Interestingly, Fig. 3 shows that in both the PEC and PMC systems, more than half of the energy radiated by the single source dipole is absorbed by the system (the nanoparticle plus the slab) in the entire region of the imaginary part of the cylinder permittivity considered. As a result, both systems can be considered perfect absorbers. In fact, almost all the power radiated by the dipole source is absorbed by the slab and nanoparticle together in the PMC system, which therefore may be called a super-absorber (for details see section 3).

An examination of Fig. 2(a) and Fig. 3(a) reveals some differences between the PMC system with the parallel electric dipole and the PEC system with the perpendicular dipole. First, the range of the imaginary part of the cylinder dielectric constant that the power absorbed by the nanocylinder is larger than half of the power emitted by the radiating dipole, is larger in the latter system than in the former system. Second, in the common region of the strong absorption, the radiating power of the source dipole is smaller in the PEC system than in the PMC system. This means that less energy output from the emitting dipole in the PEC system than in the PMC system, and hence the PEC system would be more sensitive and energy-saving than the PMC system. Furthermore, in practice, it is much easier to make a PEC mirror than a PMC mirror. Therefore, if these systems are to be used as coherent nanoabsorption or nanodetection devices for converging light to a sample at the nanocylinder, the PEC system would be more useful.
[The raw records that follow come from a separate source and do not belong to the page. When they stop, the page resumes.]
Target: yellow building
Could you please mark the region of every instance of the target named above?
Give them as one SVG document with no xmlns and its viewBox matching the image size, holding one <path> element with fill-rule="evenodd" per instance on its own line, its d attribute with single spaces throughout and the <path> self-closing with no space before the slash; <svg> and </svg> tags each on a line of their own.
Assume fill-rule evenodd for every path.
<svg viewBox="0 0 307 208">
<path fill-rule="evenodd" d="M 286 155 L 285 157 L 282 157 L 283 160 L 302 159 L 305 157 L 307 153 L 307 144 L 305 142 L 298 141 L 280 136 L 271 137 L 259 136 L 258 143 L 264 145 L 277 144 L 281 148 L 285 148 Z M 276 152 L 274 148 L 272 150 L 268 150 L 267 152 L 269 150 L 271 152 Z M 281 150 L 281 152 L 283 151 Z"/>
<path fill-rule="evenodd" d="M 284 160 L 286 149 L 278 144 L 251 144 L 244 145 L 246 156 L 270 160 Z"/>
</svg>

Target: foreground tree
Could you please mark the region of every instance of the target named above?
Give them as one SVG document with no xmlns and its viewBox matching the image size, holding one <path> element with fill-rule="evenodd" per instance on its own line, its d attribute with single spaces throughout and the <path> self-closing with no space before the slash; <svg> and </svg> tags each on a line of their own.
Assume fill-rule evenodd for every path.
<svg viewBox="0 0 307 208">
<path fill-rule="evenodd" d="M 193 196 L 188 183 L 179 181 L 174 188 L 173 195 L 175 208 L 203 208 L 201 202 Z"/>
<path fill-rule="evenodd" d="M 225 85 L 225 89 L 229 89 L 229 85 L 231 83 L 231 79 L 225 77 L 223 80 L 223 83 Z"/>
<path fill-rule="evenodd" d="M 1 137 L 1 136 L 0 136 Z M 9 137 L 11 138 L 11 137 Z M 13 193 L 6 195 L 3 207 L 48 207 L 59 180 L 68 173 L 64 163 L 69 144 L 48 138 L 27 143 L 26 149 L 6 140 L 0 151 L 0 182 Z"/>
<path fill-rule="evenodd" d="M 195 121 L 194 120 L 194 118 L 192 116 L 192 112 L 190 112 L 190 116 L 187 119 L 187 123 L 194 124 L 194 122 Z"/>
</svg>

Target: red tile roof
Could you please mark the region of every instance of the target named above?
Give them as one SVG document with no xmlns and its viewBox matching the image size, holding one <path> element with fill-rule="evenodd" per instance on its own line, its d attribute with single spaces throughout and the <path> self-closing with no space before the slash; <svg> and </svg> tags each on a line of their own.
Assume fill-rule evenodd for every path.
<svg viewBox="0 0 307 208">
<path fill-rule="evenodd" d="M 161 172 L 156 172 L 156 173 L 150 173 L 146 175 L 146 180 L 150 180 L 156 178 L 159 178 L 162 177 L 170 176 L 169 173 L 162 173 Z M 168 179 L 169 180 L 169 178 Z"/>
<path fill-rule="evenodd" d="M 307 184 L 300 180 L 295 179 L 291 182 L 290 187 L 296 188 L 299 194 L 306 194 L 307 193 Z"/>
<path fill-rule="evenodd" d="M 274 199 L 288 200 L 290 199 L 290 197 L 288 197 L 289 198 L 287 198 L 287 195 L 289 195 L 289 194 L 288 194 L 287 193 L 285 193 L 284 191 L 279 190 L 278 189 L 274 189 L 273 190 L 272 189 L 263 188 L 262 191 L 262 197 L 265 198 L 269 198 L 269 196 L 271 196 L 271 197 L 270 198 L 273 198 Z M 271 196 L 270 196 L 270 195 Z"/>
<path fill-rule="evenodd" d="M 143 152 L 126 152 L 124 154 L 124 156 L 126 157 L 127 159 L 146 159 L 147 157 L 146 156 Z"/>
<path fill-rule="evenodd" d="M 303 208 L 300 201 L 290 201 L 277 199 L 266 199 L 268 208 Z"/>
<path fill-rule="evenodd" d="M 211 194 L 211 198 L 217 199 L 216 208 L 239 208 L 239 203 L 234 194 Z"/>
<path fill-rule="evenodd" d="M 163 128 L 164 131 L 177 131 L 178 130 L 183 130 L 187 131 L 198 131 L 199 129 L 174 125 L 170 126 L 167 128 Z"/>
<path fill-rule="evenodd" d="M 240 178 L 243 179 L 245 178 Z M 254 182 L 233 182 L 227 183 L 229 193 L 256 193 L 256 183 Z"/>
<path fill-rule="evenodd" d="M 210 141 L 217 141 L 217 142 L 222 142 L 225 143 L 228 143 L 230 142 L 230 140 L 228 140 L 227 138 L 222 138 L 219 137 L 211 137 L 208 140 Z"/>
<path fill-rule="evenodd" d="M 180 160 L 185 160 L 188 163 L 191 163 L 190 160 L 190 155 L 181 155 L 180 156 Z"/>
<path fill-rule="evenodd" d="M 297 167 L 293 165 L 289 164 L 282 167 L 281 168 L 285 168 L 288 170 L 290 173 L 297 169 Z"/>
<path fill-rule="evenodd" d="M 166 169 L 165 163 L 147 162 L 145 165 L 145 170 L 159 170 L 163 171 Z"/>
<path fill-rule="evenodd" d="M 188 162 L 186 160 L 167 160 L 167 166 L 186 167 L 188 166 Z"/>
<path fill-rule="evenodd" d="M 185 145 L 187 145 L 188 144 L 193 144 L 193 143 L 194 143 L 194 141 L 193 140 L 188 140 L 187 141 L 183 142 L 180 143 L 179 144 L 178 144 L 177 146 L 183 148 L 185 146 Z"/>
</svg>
2.3 Effect of the losses of the metamaterial slab

Surprisingly, Figs. 2 and 3 show that in a wide range of the imaginary part εc of the permittivity of the nanocylinder, the energy absorbed by the slab is substantially larger than the energy absorbed by the nanocylinder in all the systems considered, even though the slab is with small losses (εs = 0.03). Therefore, to enhance the focusing property of the PMC system with the parallel emitting dipole and also the PEC system with the perpendicular dipole, one should further reduce the losses of the slab. We therefore perform a series of the FEM simulations using the εs ranging from 10−5 to 0.03.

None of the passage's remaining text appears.